Jesse Horwitz recently asked me whether there would be better distributional effects from using fiscal policy rather than monetary policy as a stabilization tool. The intuition is that monetary policy involves the purchase of financial assets whereas fiscal policy can directly deliver money to the public.
I don’t see any important distributional differences, and I believe my view is pretty widespread among economists. But I notice that lots of non-economists see things differently, and it’s worth asking why.
The first thing to note about fiscal policy is that it does not involve the creation of new money, rather it takes existing money and moves it around. When the government sends you a check, the money comes from taxes or borrowing. The public as a whole doesn’t have more money, rather the money is moved from Peter to Paul.
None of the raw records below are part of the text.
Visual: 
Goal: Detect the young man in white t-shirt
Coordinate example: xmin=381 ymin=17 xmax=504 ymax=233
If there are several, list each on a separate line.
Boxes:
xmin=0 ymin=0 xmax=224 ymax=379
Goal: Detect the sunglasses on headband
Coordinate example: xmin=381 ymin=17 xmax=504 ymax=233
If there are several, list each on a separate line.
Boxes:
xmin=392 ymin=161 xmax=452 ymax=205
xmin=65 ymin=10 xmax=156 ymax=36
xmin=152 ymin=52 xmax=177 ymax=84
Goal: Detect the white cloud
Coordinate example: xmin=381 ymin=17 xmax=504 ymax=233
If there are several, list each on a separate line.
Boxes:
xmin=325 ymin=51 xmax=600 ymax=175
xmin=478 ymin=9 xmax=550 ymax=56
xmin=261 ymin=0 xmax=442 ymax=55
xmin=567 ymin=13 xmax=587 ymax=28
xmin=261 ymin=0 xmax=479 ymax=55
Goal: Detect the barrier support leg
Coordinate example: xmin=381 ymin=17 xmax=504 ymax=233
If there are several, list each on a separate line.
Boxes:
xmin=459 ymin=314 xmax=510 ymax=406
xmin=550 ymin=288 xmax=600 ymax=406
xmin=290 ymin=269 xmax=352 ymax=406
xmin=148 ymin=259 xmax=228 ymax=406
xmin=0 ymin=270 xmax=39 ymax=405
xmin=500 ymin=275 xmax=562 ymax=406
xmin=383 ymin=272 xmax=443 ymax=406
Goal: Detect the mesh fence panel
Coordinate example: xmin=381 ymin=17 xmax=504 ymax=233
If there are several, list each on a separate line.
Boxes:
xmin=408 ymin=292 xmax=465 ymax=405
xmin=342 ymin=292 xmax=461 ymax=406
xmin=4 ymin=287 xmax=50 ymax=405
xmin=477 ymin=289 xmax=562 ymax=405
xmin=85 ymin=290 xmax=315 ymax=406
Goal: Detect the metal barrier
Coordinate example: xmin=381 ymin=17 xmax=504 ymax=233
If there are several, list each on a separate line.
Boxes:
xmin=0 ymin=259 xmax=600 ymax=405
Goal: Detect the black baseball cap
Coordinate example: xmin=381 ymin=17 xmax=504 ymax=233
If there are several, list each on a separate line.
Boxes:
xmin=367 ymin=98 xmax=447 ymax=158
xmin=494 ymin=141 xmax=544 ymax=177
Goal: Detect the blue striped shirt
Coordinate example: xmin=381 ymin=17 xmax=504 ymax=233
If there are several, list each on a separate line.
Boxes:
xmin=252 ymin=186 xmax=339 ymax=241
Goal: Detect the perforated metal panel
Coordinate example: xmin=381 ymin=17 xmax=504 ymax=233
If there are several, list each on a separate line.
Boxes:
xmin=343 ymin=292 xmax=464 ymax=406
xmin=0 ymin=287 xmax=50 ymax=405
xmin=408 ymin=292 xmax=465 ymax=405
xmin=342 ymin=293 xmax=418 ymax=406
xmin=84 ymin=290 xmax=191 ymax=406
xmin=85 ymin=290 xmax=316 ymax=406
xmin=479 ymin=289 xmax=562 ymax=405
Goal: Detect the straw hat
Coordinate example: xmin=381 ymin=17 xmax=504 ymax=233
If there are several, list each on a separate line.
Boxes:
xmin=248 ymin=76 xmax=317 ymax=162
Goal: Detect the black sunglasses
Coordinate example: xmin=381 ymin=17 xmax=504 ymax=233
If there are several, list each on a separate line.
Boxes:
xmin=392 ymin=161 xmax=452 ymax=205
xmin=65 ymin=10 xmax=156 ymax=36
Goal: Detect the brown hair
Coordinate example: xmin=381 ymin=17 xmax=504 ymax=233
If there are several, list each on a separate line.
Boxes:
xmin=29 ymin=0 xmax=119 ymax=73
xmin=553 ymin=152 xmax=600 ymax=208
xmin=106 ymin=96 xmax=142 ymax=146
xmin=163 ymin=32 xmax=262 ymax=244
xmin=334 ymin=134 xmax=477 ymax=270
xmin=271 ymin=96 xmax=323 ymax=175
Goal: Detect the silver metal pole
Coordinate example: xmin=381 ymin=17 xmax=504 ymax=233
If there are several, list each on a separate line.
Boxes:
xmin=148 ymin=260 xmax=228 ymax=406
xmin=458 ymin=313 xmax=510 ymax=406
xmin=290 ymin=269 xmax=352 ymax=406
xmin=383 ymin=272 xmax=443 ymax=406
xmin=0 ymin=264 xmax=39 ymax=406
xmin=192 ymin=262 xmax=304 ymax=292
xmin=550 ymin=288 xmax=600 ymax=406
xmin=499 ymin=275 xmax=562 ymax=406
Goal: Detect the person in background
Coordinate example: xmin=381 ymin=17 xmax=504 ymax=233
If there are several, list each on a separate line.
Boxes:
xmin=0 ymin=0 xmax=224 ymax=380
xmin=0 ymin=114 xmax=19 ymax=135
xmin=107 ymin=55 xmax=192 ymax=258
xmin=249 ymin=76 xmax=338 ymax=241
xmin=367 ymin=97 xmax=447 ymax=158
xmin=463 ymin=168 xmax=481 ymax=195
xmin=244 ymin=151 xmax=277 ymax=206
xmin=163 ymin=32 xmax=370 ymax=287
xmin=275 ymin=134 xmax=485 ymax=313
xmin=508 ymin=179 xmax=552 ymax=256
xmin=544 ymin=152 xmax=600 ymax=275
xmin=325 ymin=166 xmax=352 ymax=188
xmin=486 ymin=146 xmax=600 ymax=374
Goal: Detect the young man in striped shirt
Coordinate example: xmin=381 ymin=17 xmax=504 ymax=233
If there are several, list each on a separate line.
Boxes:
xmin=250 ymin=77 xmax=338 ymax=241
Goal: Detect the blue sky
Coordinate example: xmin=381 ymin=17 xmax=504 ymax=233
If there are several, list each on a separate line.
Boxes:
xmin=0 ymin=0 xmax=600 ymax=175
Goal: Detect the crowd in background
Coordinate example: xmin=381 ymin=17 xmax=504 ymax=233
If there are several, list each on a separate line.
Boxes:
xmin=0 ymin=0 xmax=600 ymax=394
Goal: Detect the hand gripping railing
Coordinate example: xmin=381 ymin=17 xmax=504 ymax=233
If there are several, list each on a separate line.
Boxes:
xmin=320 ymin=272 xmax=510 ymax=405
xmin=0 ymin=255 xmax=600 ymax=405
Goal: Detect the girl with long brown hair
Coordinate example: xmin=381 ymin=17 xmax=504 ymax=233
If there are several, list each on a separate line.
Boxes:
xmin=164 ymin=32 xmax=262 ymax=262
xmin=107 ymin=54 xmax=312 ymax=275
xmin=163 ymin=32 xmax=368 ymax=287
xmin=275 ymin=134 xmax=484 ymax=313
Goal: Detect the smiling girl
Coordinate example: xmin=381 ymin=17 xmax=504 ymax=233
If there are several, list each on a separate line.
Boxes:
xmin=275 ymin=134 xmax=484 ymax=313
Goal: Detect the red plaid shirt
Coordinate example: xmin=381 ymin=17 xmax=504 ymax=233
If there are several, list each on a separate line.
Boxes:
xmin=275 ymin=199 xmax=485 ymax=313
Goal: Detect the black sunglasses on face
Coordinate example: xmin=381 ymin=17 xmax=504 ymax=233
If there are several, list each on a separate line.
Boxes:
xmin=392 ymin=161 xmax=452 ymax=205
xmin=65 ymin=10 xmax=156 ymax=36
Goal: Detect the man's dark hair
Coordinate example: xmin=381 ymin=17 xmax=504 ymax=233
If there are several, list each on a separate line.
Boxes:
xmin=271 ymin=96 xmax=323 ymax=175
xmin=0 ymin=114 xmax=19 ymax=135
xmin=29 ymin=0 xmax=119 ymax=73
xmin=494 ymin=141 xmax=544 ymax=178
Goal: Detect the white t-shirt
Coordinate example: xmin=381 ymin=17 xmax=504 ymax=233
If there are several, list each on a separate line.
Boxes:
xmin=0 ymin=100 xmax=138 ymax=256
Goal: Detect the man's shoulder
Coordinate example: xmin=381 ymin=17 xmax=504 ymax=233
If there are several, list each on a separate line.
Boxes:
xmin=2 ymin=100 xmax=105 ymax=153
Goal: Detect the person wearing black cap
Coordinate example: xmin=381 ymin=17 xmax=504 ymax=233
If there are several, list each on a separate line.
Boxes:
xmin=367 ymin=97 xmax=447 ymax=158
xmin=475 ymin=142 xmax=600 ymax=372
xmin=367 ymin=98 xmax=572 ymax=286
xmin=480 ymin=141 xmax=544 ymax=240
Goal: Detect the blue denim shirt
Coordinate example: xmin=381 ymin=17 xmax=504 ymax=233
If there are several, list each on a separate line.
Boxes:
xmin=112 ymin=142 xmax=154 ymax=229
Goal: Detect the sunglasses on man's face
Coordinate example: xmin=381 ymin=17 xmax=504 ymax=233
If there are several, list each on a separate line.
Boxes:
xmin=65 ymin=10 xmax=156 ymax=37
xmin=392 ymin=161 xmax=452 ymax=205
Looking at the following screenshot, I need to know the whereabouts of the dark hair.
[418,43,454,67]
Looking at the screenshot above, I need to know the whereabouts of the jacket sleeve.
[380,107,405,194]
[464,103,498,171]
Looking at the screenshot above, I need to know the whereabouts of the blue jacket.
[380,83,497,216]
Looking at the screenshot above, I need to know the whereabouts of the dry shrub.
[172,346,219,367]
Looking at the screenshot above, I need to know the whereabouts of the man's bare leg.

The perception that fiscal policy is fairer may come from the fact that fiscal spending can redistribute money from the richer half of society to the poorer half of society. But that sort of redistribution is essentially unrelated to the use of fiscal policy as a stabilization tool. Even governments that do not use fiscal policy as a stabilization tool often have a welfare state—but they don’t vary the size of the welfare state as a tool for reducing the business cycle. Instead, they often rely on monetary policy.
I suspect that some people mistakenly view fiscal policy as being fairer because they conflate the existence of a fiscal stabilization regime with expansionary fiscal policy. But stabilization policy necessarily uses both expansionary and contractionary policy. An expansionary policy occurs when policy is more expansionary than average and a contractionary policy occurs when policy is less expansionary than average.
It’s true that the national debt trends upward over time, which may lead to the impression that expansionary policy is more common than contractionary policy. But the national debt will trend upward over time regardless of whether fiscal policy is actively being used to stabilize the economy. In the late 2010s, the federal government expanded the national debt to take advantage of the trend toward lower interest rates, not because we were in a recession. If the average (cyclically adjusted) budget deficit is $X, then an active fiscal stabilization policy expands the deficit above $X when stimulus is needed and runs a deficit below $X when stabilization policy calls for reduced spending. In this framework, there is no such thing as permanently expansionary stabilization policy.
Economists tend to think of fairness issues in terms of the long run distribution of income. It’s not obvious why either fiscal or monetary stabilization policy would have any long run impact on income distribution. Even if the government does not use fiscal or monetary policy to stabilize the economy, there will be a government budget and there will be a money supply. In most cases, both will trend upward over time. It is certainly possible that the mere existence of a government budget has distributional effects, and perhaps even the existence of a money supply has distributional effects. But it’s not obvious (at least to me) how varying the money supply or government spending in a countercyclical fashion would have any important distributional effects.
The Fed’s balance sheet has greatly expanded in recent decades, even as a share of GDP. (I wish we had stayed with the much smaller pre-2008 balance sheet.) But this balance sheet expansion was not due to expansionary monetary policy, rather it reflects the Fed’s shift to a floor system with the payment of interest on bank reserves, and also the declining trend in NGDP growth (which reduces interest rates and raises the demand for base money.). Prior to 2008, the Fed ran a very active stabilization policy without buying lots of financial assets. The two issues are essentially unrelated.
PS. I’m not arguing against so-called “automatic stabilizers”, which cause the budget deficit to move somewhat countercyclically even without an active fiscal stabilization policy. But active stabilization policy is best done by the monetary authority.